O Contingente “Henry Reeve” pode não só apoiar a população em casos de furacões, enchentes e outros desastres naturais similares. Determinadas epidemias constituem verdadeiros desastres naturais e sociais. Chega dizer, por exemplo, o dengue hemorrágico, que açoita um número crescente de países latino-americanos, privando da vida nomeadamente crianças, e outras novas e velhas doenças graves, das que podemos e devemos conhecer as maneiras mais eficientes de combatê-las. Existe em particular, uma terrível epidemia — chamemo-la assim — que açoita o mundo: a Adis. Ela ameaça de liquidar nações inteiras e inclusive extensas regiões continentais. Na prevenção e na luta contra essa doença, Cuba ocupa um lugar destacado no mundo. Examinando o índice que prevalece neste hemisfério, pode-se apreciar que há países com um nível médio de infecção, onde a prevalência da Aids no ano 2003 – foi a ultima publicada — pode ser 2,4 %, 2,3%, 3,2%, da população adulta entre 15 e 49 anos. Não cito nomes, por rações obvias. Noutros a infecção é ainda mais alta. O melhor índice depois de Cuba é 0,6%. Também não cito nome. Em Cuba é 0,07%, quer dizer, 8,6 vezes menor prevalência que o país que mais se aproxima.
Nossos médicos, nossos cientistas, nossos químicos farmacêuticos, e nomeadamente os que fazem parte do Contingente “Henry Reeve”, devem conhecer o máximo possível sobre a Aids, sobre os métodos mais eficientes para combatê-la, e sobretudo que tais métodos se adaptem às condições concretas de cada país.
Quando as nações desenvolvidas imensamente ricas decidirem cooperar realmente com os países africanos e com outros do mundo na luta contra a Aids, necessitarão profissionais como os do Contingente “Henry Reeve”. Então se compreenderá em toda sua magnitude o valor deste passo. Os estados desenvolvidos e ricos dispõem de capital financeiro, porém não dispõem de capital humano. Para evitar a transmissão de mãe a filho, por exemplo, há que fazer uma cesárea à mãe; as mães vivem nas aldeias e os médicos do mundo desenvolvido não vão às aldeias africanas, não estão desenhados para isso.
É preciso formar os médicos que necessitam os campos, as aldeias, os bairros marginais e pobres das cidades do Terceiro Mundo. Inclusive nos países imensamente ricos, como os Estados Unidos, dezenas de milhões de afro-americanos, índios, imigrantes latinos, haitianos e outros, carecem de programa e de atendimento médico.

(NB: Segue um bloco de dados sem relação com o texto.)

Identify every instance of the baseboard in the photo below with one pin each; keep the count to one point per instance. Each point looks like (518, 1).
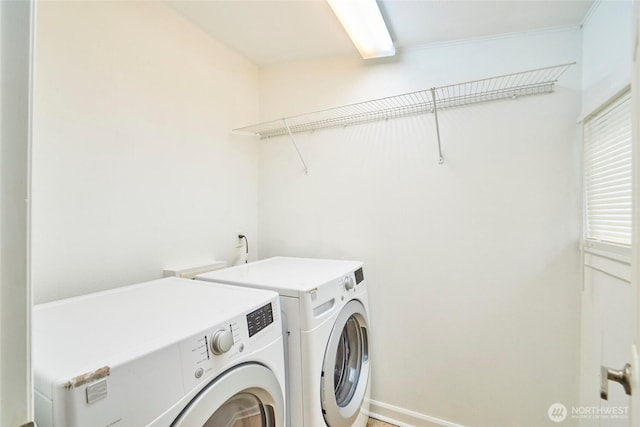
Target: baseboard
(404, 417)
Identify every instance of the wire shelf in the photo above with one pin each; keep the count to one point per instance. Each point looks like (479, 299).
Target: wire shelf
(514, 85)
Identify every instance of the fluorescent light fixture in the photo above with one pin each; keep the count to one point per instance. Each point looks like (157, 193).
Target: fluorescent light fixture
(363, 22)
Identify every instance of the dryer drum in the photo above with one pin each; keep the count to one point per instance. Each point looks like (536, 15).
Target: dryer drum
(245, 396)
(348, 362)
(243, 410)
(347, 356)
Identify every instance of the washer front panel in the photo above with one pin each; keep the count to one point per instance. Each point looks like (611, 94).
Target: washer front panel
(345, 369)
(248, 396)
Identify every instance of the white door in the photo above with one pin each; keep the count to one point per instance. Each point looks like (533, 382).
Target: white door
(611, 302)
(635, 273)
(16, 393)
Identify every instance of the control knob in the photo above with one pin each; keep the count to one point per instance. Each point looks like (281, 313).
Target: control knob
(348, 283)
(221, 341)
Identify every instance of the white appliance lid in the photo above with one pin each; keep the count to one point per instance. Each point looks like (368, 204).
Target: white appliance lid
(114, 326)
(286, 275)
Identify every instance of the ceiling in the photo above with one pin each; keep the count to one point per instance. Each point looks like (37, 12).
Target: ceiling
(275, 31)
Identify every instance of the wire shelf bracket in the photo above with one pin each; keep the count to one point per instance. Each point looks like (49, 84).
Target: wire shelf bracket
(531, 82)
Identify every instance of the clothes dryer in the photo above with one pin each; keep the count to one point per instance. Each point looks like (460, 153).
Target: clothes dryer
(325, 303)
(171, 352)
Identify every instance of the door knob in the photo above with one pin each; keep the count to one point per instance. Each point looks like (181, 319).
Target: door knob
(622, 376)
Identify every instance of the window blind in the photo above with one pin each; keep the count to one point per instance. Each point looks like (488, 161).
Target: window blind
(608, 173)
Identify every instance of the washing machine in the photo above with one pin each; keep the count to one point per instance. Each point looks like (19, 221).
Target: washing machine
(171, 352)
(325, 304)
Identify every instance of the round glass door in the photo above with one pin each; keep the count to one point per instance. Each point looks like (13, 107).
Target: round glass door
(345, 373)
(242, 410)
(246, 396)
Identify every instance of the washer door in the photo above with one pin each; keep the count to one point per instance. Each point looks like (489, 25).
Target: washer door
(246, 396)
(345, 370)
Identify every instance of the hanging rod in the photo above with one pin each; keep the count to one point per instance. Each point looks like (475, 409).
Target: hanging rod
(514, 85)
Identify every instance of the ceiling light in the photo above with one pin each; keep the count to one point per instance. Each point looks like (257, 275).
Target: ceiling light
(363, 22)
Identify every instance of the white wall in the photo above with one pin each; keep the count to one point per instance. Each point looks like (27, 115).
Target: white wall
(135, 168)
(606, 52)
(16, 393)
(473, 266)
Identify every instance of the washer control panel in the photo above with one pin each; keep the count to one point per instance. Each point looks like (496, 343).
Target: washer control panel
(207, 353)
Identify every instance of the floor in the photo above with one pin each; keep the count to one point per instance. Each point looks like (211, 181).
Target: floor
(377, 423)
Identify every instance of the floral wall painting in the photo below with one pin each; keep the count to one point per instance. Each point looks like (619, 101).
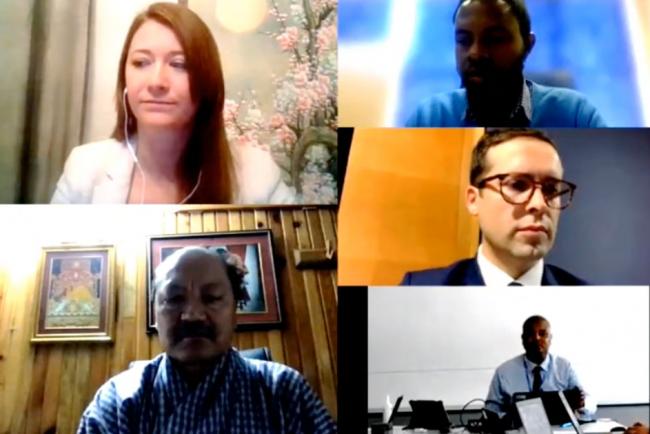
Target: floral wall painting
(280, 61)
(76, 295)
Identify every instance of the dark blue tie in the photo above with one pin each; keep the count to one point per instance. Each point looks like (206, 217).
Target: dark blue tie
(537, 378)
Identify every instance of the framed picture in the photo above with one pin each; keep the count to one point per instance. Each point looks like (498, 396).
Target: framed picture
(254, 247)
(76, 296)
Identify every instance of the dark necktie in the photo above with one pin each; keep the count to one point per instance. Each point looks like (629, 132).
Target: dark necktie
(537, 378)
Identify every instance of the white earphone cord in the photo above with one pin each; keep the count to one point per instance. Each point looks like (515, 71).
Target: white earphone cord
(137, 163)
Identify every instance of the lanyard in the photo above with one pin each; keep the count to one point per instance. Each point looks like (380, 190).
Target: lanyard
(550, 366)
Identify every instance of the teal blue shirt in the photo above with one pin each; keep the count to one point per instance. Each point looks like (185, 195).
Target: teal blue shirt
(516, 375)
(551, 107)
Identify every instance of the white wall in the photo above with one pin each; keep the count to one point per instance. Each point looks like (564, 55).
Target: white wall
(111, 21)
(445, 342)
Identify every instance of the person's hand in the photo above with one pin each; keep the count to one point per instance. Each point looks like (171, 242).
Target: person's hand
(637, 428)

Nós oferecemos formar profissionais dispostos a lutarem contra a morte. Nós demonstraremos que há resposta a muitas das tragédias do planeta. Nós demonstramos que o ser humano pode e deve ser melhor. Nós demonstramos o valor da consciência e da ética. Nós oferecemos vida.
Vivam os defensores da vida que hoje se gradúam!
Vivam as médicas e os médicos capazes de vencer a morte!
Viva o glorioso Contingente Internacional “Henry Reeve”!